In this study, we spoke with EMS workers from three different regions in the U.S. We interviewed paramedics and other staff to find out what challenges they face when providing care to patients suspected of having ACS. We analyzed these interviews using a well-known method to identify common themes. 

A total of 25 paramedics and 20 other staff members participated, with an average age of 41, and about 30% of them were women. We found several key issues that affected how care was provided. Before EMS arrived at the scene, things like staffing problems, training, and how calls were assigned affected the diagnosis. During diagnosis and treatment, safety concerns and communication problems sometimes took priority over actually giving care. EMS staff also had to decide how to use their resources, such as whether to send a more advanced team or not. Experienced EMS workers relied on their past experience, while newer workers were guided by their recent training. Uncertainty about the diagnosis, especially when patients had unusual symptoms, also led to mistakes. Once on the way to the hospital, the limitations of EMS workers’ training and resources made it harder to use and interpret ECGs. However, those who used ECGs more often felt they could make quicker decisions. Finally, EMS workers reported that the emotional toll of their work led to stress, bad habits, and burnout. They said they wanted more feedback on their performance, but felt the feedback they got was rare and mostly focused on mistakes. 

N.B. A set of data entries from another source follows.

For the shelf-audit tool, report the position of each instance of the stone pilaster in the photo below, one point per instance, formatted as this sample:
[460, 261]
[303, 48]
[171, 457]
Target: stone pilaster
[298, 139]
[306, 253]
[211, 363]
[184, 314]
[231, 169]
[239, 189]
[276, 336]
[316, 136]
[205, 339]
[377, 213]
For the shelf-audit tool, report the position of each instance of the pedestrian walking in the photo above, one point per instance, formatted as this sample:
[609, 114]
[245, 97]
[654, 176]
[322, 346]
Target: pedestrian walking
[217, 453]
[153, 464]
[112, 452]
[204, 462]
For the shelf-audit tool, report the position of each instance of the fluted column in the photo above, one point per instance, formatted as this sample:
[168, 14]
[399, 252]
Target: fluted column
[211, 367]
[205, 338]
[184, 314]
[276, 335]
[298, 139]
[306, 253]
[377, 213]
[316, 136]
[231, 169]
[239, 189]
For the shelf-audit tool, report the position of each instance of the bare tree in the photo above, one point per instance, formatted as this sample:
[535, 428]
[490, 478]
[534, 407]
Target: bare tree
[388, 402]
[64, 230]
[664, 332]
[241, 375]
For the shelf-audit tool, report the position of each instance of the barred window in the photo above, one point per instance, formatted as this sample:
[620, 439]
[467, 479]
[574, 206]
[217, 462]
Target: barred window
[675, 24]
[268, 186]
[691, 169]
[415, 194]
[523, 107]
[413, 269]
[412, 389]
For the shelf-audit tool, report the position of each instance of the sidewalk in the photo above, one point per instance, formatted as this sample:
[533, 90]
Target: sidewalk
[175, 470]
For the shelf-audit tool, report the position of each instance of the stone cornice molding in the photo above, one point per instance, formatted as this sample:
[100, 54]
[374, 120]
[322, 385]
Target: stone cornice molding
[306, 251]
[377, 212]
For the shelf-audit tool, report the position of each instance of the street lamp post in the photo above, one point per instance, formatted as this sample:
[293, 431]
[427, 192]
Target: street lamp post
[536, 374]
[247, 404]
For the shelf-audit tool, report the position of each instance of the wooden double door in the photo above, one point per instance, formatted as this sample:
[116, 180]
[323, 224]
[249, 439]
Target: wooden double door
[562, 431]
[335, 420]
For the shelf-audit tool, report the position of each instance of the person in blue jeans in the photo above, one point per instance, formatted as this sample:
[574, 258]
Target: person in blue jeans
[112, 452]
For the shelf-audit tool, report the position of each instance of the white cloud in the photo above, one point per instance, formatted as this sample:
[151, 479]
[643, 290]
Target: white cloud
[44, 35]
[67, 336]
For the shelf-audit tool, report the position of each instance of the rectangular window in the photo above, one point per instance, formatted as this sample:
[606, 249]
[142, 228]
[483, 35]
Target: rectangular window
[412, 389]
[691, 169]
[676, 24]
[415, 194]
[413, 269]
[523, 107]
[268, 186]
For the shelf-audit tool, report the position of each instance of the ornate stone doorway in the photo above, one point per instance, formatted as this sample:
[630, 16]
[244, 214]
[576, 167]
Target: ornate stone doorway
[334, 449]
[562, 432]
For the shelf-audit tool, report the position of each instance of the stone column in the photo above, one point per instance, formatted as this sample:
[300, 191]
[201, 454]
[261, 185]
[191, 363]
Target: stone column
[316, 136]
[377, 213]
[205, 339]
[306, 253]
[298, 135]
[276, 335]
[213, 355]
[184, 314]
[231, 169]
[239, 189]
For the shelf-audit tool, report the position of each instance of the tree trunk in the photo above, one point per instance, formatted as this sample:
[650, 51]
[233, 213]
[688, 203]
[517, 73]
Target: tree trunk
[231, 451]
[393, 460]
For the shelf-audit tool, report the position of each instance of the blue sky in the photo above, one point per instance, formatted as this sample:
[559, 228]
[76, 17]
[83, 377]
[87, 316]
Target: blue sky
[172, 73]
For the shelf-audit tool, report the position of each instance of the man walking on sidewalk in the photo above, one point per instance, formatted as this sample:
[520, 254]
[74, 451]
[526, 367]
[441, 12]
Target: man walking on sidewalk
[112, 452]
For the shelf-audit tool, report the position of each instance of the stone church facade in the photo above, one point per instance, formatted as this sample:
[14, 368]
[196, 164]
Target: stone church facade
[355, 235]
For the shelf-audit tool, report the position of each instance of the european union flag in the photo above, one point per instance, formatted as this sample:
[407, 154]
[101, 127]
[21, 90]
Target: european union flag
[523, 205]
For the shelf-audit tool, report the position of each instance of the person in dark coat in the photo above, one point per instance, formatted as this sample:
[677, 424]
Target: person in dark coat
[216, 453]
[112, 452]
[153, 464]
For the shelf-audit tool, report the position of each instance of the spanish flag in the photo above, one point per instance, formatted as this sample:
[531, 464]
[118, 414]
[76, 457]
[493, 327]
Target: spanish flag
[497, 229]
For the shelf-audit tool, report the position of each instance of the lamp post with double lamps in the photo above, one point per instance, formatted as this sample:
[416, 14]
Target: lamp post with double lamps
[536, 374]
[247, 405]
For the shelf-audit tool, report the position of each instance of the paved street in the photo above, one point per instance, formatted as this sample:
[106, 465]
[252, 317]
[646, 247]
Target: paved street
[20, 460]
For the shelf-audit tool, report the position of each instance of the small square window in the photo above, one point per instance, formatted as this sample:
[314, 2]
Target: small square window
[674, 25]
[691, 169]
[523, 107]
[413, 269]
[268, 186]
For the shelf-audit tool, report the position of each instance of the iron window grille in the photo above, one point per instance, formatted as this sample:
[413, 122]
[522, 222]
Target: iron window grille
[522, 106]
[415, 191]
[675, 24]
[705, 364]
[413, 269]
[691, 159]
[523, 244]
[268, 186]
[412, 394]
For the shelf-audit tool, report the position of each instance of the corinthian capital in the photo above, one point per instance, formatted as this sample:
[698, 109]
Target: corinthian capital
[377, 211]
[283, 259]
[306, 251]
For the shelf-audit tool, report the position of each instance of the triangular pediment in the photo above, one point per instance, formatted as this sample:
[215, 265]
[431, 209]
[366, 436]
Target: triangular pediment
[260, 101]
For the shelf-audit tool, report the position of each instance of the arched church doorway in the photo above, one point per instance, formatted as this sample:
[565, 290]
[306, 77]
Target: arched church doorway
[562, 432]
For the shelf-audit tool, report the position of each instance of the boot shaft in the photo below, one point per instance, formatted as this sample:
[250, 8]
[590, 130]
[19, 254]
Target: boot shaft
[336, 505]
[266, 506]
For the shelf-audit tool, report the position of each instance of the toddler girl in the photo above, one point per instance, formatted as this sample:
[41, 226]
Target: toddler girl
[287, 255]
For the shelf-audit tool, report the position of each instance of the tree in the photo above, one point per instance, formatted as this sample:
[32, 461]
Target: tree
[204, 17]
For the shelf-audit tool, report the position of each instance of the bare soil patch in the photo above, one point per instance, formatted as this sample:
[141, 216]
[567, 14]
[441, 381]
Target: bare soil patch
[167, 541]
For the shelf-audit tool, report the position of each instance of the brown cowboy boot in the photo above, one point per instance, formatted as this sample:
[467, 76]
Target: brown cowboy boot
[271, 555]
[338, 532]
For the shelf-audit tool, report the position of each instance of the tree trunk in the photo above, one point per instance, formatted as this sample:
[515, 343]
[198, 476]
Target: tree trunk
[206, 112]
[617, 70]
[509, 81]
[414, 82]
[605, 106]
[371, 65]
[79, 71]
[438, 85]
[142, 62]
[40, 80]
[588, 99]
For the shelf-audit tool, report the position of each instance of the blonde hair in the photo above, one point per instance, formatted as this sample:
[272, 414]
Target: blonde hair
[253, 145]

In conclusion, there are many factors that make it difficult for EMS workers to deliver the best care for ACS patients before they reach the hospital. Better education in interpreting ECGs, more support for decision-making, reducing bias, and providing more useful feedback could help overcome these barriers. 

Figure 1.

Summary of themes and subthemes from 45 interviews with EMS clinicians and stakeholders organized by phase of the EMS call (x-axis) and the SEIPS framework domains (y-axis).